Mini exercise (90 minutes)

Freeze a synthetic packet with one intentional FAQ contradiction. Run red-team template v1. Confirm model returns a major finding. Attempt scripted UPDATE on annex via llm_pipeline role—watch trigger fail. Manually promote corrected sentence, insert human_sign_off_promotion, clear gate.

Troubleshooting

Symptom	Likely cause	Fix
Gate stuck after “fix”	Finding still `pending_human`	Reject or promote all blocker/major rows
Partner says no AI log	Retention manifest missing	Export `red_team_retention_manifest.json`
Duplicate findings	Re-run same template version	Bump `template_version` or abort duplicate run
Signer rejects promoted text	Promotion bypassed FAQ schema	Re-promote only allow-listed fields

Pro tips

Tip — Template semver: bump minor when partner questionnaire adds a new annex section.
Tip — Pair with resource list: game NPC LLM fallback discipline and governance red-team share the same human-before-signer rule.
Tip — Defer info findings: do not block publish on info—partners care about blockers/majors only.

Next lesson teaser

The next lesson (Lesson 181: Q1 2027 Cert Intake Rehearsal Calendar Export from Lesson 172 Rubric JSON (2026)) exports the 172 rubric into ICS + governance README so Q1 2027 tabletop rooms are not double-booked in October 2026 planning decks. Lesson 180 keeps AI out of signer-visible text; Lesson 181 keeps calendar chaos out of intake week.

Continuity

Paired Unity guide chapter (next Guide-Create pass): Unity 6.6 LTS OpenXR governance red-team prompt exporter preflight — ScriptableObject template + frozen packet hash gate before any LLM call.
Lesson 179 — regional ingestion findings may feed red-team section_ref tags.
Lesson 178 — carve-back tickets should not be auto-closed by model suggestions.
Lesson 177 — dictionary columns in frozen packet must match migration phase.
Lesson 176 — promoted patches create new reply packet semver, never in-place hash rewrite.
Lesson 175 — red-team raw logs append to WORM prefix, not mutate archive rows.
Lesson 174 — signer ack on promoted blockers.
Lesson 172 — rubric JSON becomes Lesson 181 calendar source.
Lesson 171 — tuple freeze is the red-team entry gate.
Lesson 170 — FAQ field allow-list defines signer-visible boundary.

FAQ

Can we ban LLMs entirely and skip this lesson?
Yes for production annex authoring. You still need a written “no AI on signer fields” policy in intake packets—partners ask even when you do not run models.

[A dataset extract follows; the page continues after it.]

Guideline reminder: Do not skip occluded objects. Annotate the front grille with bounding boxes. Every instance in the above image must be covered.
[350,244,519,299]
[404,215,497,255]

Does red-team replace mock audit tabletop?
No. Lesson 172 tabletop stays human-scored; red-team is extra critique on frozen bytes before send.

Which model provider?
Any—log model_provider + model_id on the run row. Policy is process, not vendor.

Can deferred findings ship?
Yes if severity is minor/info only. Blocker/major pending_human keeps publish gate red.

Partners in 2026 do not fear LLMs—they fear unattested LLM edits on annexes they must sign. Red-team loudly, promote quietly, and keep every signer-visible byte behind a human thumbprint.